Happy New Year, all the same...
Philip
Happy New Year to you too. Thanks.
The whole point of the Treasure Act IS to get the archaeological information, instead of the loose objects.
The story here is that he found one coin by chance in the middle of a field (where one assumes he already had that permit) and when he looked more carefully saw a second ... so at that point the hoard was not obvious to anyone not standing right over it. A word with the farmer would have secured the parking of a vehicle or trailer over the spot to secure it until a team could come in to investigate it properly. The coins have been in that field 2000 years, can wait a little longer. I think the Treasure reward should be withheld for anyone not following the Code of Practice for the Treasure Act - for both finder and landowner. Very soon we'd see proper - not nominal - best practice in the fields.
There is no excuse for this."Two carrier bags". And that jug full of coins could at least have been delivered to the lab still full. Treasure reward should be forfeit here.

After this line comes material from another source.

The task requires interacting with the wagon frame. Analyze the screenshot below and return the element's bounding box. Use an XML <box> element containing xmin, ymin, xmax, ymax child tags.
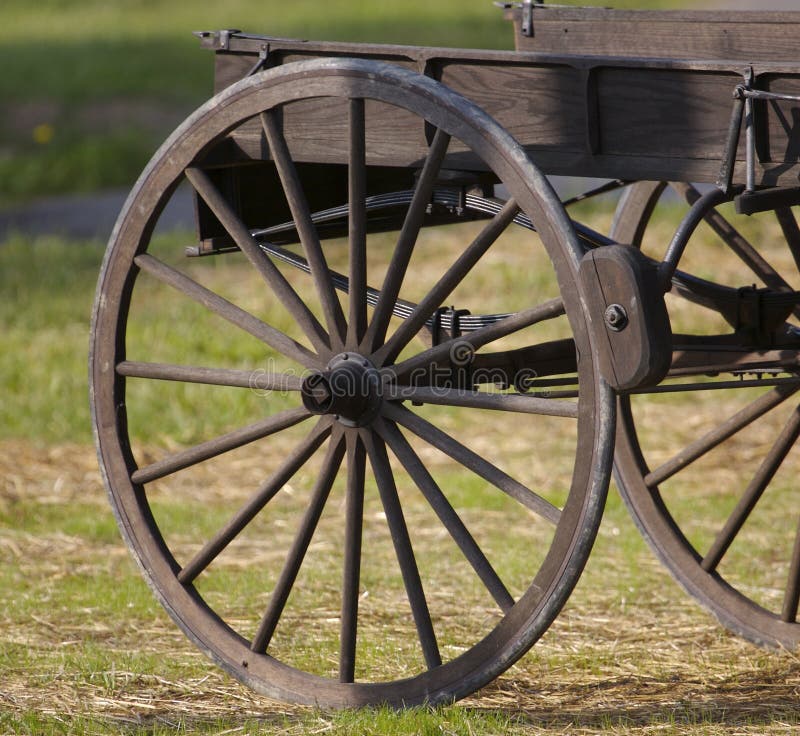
<box><xmin>90</xmin><ymin>2</ymin><xmax>800</xmax><ymax>706</ymax></box>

"there are still almost no metal-detected Iron Age hoards found in England which have been archaeologically excavated in situ and/or lifted in a block for excavation in the lab."

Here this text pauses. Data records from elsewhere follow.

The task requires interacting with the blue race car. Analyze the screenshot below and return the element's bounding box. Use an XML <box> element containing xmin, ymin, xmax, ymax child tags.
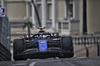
<box><xmin>13</xmin><ymin>30</ymin><xmax>74</xmax><ymax>60</ymax></box>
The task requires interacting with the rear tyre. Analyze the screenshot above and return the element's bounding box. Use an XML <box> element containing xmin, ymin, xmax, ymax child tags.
<box><xmin>13</xmin><ymin>39</ymin><xmax>24</xmax><ymax>60</ymax></box>
<box><xmin>61</xmin><ymin>36</ymin><xmax>74</xmax><ymax>57</ymax></box>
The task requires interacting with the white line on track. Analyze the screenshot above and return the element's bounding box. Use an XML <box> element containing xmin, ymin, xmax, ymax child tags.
<box><xmin>29</xmin><ymin>62</ymin><xmax>36</xmax><ymax>66</ymax></box>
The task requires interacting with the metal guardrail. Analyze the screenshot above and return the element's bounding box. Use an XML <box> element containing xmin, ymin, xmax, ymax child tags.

and THESE are statistics that the Portable Antiquities Scam and Treasure Registrars should be publicising loud and clear.
Just how much archaeological information is being lost by current UK policies? Just stuffing them in a museum case with a spotlight to make the gold shine brighter to bring in the customers should not be allowed to obscure the fact that huge damage is being done to the archaeological record by Treasure Hunting.
Not just Iron Age, Philip, Bronze Age too:
In 2011 the Salisbury Museum director was glad a detectorist had stopped digging the Tisbury Hoard but said “you could count on two hands the number of Bronze Age hoards which have been recorded professionally by archaeologists in this way”.
And Anglo-Saxon:
In 2014 The Medway History Finders crudely dug out a whole assemblage on the pretext they couldn’t contact an archaeologist and if left there it might be stolen overnight. They say they were subsequently told they’d acted correctly: “The BM and our FLO said we done the best thing by taking out what we could”. So no question of guarding it, like normal people would.
Yes, greater punishments would largely make these people behave, although they threaten that any such sanctions would lead to greater defiance and secrecy and PAS et al take the threats seriously. But why would it be true? There are three Welshmen currently in prison who must be having a positive outreach effect on behaviour.